Ein anderes Feld, das aber alle Krankenhäuser extrem fordern wird: die personelle Ausstattung. Es fehlt an Pflegekräften, das Problem werde sich durch die Verrentung der geburtenstarken Jahrgänge noch verschärfen. Immerhin: „Gegenwärtig sieht es so aus, als könnte das Mariannen-Hospital alle Pflege-Planstellen erfüllen“, sagt Tobias Franke.

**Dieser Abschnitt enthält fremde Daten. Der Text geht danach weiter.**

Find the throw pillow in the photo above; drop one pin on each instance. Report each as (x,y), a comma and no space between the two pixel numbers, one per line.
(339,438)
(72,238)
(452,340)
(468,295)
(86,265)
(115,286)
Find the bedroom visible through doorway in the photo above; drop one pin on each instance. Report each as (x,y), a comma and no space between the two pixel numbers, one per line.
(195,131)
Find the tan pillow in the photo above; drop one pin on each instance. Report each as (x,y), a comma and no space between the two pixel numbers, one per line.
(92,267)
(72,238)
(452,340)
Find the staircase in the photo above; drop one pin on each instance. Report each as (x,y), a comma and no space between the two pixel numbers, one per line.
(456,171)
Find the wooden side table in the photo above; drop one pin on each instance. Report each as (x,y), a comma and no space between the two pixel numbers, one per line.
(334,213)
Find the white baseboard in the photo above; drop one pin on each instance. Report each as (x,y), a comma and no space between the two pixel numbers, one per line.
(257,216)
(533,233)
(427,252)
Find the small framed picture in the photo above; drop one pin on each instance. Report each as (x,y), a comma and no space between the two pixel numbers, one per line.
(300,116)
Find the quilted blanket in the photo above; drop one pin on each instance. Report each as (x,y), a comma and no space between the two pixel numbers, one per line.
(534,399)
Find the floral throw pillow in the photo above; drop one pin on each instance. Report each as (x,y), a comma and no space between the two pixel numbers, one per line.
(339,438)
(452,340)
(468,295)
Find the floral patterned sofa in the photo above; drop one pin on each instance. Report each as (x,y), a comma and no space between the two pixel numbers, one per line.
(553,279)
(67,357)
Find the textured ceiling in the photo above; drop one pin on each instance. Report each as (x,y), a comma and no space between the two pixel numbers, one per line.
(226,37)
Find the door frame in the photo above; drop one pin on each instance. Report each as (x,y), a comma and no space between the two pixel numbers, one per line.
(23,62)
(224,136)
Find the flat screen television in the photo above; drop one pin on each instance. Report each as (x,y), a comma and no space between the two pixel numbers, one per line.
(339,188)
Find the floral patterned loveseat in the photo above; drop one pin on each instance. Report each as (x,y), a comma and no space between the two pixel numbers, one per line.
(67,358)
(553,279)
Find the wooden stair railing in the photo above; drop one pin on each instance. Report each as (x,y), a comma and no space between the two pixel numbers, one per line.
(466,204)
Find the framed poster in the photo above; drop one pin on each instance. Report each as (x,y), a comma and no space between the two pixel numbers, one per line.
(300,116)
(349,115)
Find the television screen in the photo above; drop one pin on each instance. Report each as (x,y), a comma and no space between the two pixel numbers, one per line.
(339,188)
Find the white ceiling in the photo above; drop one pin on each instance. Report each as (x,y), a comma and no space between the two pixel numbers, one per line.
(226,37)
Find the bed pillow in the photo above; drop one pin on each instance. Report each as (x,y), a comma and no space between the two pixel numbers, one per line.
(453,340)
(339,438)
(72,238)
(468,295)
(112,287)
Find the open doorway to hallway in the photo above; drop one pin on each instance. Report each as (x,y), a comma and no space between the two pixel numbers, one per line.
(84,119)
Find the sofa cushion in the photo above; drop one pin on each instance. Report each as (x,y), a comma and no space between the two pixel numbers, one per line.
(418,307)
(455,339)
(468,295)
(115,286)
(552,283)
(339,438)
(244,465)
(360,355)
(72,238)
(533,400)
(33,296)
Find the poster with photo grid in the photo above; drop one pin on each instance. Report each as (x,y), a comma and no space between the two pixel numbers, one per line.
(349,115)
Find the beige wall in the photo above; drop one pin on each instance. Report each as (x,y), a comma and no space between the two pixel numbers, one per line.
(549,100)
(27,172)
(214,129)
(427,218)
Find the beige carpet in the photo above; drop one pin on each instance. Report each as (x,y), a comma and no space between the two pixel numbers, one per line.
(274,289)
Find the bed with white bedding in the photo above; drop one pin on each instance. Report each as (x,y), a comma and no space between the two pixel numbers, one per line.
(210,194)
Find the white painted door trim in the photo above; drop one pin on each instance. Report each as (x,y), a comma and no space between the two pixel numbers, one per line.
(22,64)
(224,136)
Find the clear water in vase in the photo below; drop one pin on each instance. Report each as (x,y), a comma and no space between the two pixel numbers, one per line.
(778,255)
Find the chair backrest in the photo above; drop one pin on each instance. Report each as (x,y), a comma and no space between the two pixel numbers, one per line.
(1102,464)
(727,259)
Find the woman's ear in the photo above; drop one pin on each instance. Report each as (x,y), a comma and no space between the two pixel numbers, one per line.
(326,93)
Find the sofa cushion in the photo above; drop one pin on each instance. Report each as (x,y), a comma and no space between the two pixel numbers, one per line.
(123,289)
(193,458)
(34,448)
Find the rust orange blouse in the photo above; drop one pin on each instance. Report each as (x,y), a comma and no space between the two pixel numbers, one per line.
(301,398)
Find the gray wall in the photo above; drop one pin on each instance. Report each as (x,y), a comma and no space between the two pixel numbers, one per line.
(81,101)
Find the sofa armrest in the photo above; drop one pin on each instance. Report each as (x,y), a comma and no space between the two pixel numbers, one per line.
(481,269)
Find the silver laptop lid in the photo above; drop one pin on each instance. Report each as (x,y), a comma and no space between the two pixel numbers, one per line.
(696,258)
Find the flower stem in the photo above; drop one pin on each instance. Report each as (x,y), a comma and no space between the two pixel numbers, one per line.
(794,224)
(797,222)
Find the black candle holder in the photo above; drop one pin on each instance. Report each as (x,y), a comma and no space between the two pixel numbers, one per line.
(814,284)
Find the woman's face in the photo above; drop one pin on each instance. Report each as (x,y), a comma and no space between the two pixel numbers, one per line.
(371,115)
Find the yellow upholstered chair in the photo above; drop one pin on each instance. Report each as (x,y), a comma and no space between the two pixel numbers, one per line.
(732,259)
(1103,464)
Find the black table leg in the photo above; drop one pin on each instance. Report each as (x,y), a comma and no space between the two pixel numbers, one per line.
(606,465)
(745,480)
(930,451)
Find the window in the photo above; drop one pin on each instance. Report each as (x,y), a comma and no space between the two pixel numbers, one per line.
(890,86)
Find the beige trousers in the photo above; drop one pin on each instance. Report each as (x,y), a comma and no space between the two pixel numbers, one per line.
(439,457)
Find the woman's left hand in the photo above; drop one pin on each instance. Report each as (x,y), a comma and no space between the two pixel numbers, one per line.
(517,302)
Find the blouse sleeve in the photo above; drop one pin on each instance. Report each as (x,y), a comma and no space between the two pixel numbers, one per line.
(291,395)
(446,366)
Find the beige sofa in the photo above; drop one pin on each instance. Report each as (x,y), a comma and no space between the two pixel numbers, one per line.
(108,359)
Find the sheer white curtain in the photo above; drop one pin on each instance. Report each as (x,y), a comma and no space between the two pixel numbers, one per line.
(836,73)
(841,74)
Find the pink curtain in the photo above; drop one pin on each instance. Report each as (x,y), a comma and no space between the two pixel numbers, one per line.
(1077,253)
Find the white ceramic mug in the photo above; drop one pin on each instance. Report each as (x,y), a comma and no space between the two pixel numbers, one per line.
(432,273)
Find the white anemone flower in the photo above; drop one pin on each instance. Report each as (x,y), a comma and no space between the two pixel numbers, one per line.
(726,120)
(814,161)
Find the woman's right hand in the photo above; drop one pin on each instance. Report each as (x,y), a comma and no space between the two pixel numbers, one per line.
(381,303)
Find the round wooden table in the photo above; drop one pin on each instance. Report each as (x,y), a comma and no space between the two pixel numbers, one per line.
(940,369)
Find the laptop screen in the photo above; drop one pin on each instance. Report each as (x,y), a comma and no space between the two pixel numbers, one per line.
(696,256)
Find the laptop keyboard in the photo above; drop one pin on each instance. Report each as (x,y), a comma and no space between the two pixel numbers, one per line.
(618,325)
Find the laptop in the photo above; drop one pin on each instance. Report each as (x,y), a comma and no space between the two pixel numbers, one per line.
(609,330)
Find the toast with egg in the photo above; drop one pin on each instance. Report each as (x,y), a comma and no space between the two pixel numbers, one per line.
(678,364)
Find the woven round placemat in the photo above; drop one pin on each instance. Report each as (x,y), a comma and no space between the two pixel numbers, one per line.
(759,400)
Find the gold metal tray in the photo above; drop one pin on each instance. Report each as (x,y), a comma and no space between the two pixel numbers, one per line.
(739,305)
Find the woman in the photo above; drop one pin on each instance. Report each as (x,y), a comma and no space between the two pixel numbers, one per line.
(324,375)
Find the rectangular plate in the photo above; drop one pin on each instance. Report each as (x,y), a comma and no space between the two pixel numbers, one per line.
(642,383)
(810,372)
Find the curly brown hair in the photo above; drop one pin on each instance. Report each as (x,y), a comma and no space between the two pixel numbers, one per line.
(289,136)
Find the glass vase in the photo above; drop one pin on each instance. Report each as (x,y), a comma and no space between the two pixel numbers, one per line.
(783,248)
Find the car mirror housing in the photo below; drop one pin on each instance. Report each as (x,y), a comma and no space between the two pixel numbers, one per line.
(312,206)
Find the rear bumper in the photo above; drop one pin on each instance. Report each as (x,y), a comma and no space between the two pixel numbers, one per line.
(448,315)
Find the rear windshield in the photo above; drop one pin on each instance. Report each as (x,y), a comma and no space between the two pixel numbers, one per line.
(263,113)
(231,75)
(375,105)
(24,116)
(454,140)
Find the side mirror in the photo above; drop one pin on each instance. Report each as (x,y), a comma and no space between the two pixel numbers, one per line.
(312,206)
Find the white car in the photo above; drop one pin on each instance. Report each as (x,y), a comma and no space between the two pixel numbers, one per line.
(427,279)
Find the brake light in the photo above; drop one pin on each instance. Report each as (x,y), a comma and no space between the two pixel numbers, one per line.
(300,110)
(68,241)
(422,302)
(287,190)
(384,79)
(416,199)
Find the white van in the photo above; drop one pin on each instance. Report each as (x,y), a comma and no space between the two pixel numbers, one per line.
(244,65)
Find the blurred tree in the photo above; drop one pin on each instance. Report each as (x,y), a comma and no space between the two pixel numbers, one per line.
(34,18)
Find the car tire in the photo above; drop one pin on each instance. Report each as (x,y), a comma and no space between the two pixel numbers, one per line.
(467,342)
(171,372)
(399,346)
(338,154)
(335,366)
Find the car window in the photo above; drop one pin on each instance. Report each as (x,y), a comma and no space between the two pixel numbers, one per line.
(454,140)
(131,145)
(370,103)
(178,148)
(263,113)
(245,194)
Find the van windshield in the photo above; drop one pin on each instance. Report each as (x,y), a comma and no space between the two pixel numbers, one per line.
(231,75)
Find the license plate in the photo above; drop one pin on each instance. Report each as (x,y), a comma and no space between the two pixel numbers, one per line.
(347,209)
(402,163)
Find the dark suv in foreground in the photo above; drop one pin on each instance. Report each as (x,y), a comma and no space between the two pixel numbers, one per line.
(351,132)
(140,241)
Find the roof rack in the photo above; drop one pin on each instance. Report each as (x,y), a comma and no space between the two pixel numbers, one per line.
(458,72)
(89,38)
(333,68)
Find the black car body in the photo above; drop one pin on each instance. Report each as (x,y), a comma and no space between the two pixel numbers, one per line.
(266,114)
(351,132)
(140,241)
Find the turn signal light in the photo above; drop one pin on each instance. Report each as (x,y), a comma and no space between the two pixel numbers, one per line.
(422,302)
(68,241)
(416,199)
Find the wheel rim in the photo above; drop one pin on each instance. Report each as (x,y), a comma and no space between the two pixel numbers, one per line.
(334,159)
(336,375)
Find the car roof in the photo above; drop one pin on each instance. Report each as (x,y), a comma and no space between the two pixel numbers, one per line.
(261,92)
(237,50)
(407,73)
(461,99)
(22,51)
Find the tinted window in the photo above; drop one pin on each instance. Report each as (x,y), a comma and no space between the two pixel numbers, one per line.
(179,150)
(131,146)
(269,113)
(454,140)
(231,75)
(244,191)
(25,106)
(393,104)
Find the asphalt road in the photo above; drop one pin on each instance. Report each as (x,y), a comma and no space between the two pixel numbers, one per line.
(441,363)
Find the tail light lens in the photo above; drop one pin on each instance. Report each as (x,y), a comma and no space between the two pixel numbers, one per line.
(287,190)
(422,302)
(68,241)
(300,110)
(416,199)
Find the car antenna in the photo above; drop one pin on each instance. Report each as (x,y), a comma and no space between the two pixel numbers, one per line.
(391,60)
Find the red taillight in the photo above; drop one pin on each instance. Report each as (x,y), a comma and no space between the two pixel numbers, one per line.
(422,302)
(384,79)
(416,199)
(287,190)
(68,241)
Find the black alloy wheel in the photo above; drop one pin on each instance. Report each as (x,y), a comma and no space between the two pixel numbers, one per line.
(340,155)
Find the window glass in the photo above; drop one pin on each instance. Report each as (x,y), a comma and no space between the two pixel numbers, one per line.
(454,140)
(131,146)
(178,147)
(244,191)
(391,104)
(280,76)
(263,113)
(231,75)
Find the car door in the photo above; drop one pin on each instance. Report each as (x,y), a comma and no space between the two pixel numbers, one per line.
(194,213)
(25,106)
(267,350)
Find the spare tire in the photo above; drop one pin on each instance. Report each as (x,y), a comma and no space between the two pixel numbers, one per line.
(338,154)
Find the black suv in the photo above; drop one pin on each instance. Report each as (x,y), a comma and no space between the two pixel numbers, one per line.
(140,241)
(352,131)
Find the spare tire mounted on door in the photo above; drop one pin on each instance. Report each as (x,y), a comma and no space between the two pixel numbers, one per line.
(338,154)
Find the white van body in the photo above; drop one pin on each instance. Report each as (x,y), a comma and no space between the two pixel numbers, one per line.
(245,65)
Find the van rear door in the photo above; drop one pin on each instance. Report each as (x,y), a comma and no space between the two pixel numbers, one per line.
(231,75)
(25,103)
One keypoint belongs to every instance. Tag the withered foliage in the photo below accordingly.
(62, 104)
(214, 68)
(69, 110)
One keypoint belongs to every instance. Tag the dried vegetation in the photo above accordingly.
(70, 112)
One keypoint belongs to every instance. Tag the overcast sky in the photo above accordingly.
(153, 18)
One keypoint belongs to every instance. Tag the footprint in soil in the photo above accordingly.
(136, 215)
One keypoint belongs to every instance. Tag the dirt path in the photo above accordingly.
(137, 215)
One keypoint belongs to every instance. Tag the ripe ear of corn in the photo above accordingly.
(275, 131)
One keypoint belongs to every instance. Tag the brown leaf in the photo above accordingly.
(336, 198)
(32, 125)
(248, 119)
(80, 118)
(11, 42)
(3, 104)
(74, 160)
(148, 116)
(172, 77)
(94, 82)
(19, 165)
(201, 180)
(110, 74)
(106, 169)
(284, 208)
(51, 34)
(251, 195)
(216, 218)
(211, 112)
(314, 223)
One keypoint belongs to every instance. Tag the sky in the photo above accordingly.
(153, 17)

Es geht um Leistungsbereiche – auch für das Werler Mariannen-Hospital

Ziel des NRW-Gesundheitsministeriums ist es, die bisherige Bettenplanung durch eine Planung nach Leistungsgruppen und Leistungsbereichen abzulösen. Dazu gehören wohnortnahe Angebote der Grundversorgung sowie eine „angemessene Erreichbarkeit“ von spezialisierten Leistungen. Am Ende soll eine Stärkung der Krankenhauslandschaft stehen; die Politik fordert eine Koordination und Kooperation von Krankenhäusern statt eines ruinösen Wettbewerbs zwischen den Kliniken. Die Verhandlungen mit den Krankenkassen sind Mitte November gestartet; zuvor hatten alle Krankenhäuser ihre Anträge zur weiteren Aufnahme in den Krankenhausplan angemeldet. Die Verhandlungen mit den Kassen über regionale Planungskonzepte sollten spätestens nach sechs Monaten abgeschlossen sein; danach sollen die Bezirksregierungen die Verfahren leiten und weitere Beteiligte einbeziehen (zum Beispiel die Kassenärztlichen Vereinigungen sowie kreisfreie Städte und Kreise), bevor das NRW-Gesundheitsministerium von Karl-Josef Laumann (CDU) über die Versorgungsaufträge entscheidet. Das Verfahren soll mit einem Feststellungsbescheid für das Krankenhaus vor Ort enden. Dann wird auch klar sein, welche Angebote das Mariannen-Hospital in der Zukunft leisten soll – und vor allem darf.